Бабаков выжимал из газика все, что тот мог дать после десятилетней эксплуатации. Плохая грунтовая дорога бросала машину как крошечное судно в могучий шторм — то выносила вверх, на гребень бугра, то бросала в бездну ямы. В город он поспел как раз к открытию газетных киосков.
Корж приходил на работу раньше всех, вычитывал гранки, смотрел новый макет, согласовывал по телефону с райкомом все сомнительные места. Когда Бабаков вошел к нему в кабинет, Корж что-то ожесточенно писал и рвал написанное. Но гостю обрадовался.
— А, Бабаков! Входи! Ну как дела в колхозе?
— Засыпали в закрома миллион обязательств.
— Продовольственную программу выполните?
— Если не помрем с голоду. Вася, скажи, что же это на свете творится?
— А что?
— Ты в Москве давно был?
— Давно.
— И ничего такого особого не слыхал?
— Да о чем ты, чудак? — насторожился Корж.

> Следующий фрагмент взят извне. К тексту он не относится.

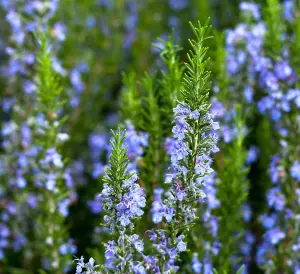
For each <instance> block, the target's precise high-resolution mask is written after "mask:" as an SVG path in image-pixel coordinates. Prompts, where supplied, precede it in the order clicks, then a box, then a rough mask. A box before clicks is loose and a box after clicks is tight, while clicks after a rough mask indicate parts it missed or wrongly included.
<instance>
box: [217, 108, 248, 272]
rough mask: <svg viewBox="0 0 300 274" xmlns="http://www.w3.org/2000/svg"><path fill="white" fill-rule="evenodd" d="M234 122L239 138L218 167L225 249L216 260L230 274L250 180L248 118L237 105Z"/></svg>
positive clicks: (219, 163) (217, 212)
mask: <svg viewBox="0 0 300 274" xmlns="http://www.w3.org/2000/svg"><path fill="white" fill-rule="evenodd" d="M234 122H235V125H237V136H236V138H235V139H234V140H233V142H232V143H231V144H227V145H226V146H223V149H222V153H223V155H222V158H221V161H220V162H219V163H218V167H217V170H218V177H219V179H220V182H219V184H218V193H217V198H218V199H219V201H220V204H221V206H220V207H219V208H218V209H217V216H218V217H219V218H220V219H219V220H220V223H219V227H220V228H223V229H220V230H219V235H218V237H219V239H220V243H221V244H222V247H221V249H220V254H219V255H218V258H217V265H218V266H220V269H222V270H223V271H226V272H228V273H230V271H231V269H232V265H231V263H232V255H233V254H234V250H239V249H238V245H239V240H240V239H241V237H242V236H243V231H244V226H245V224H244V221H243V213H242V212H241V208H242V206H243V204H244V203H245V202H246V201H247V196H248V191H249V189H248V188H249V182H248V180H247V174H248V172H249V168H247V167H245V161H246V157H247V149H246V148H245V146H244V141H245V135H246V132H245V129H244V125H245V116H244V114H243V112H242V106H241V105H236V118H235V121H234ZM233 201H234V202H233ZM237 233H238V234H237ZM234 235H235V236H234ZM238 262H239V261H237V262H236V263H238ZM226 272H225V273H226Z"/></svg>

— Понимаешь, ночью мне не спалось, вертел приемник. И вдруг сквозь вой глушилок знаешь что услыхал?
— Что?
— Съезд был.
Корж испуганно заморгал белесыми, как типографский свинец, глазами, приложил палец к губам:
— Тссс… Ты мне ничего не говорил, я ничего не слышал. Би-би-си небось правду клевещет?
— Нет.
— «Голос Америки»?
— Москва!
— Советую об этом не распространяться, а то уже один такой загудел. Далеко от Москвы.
— За что?
— Тоже Москву слушал.
— Что же делается, Вася? Я утром бросился к киоску, центральных газет нету. В гостинице телевизор включил — только местные передачи да фильм «Кубанские казаки». Может, все-таки был съезд? Скажи как на духу.
Редактор убедился, нет ли кого за дверью, закрыл ее на крючок, зачем-то опустил жалюзи на окно, а после этого зашептал заговорщицки Бабакову в ухо:
— Был! Но это строго между нами.
— Почему же скрываете? Что происходит, в конце концов? Перемен боитесь? И скажи мне честно, кто такой крестный?
Корж гневно сгреб гранки в кучу.
— Антон, послушай добрый совет. Ступай к себе в колхоз и не возникай. Чего ты ерепенишься? Живи по-древнеримски: слушай, смотри и молчи. У них такой жизненный принцип был, возведенный в кредо. Ну вроде нашего: сопи в тряпочку. А кто возникал, того чик — и нету. Чему тебя я всю жизнь учил? Сопи в тряпочку.
— Да, уж учили нас очень оригинально. Маркса мы учили по Энгельсу, Ленина — по Сталину, Дюринга — по «Анти-Дюрингу». И в конце концов отучили думать.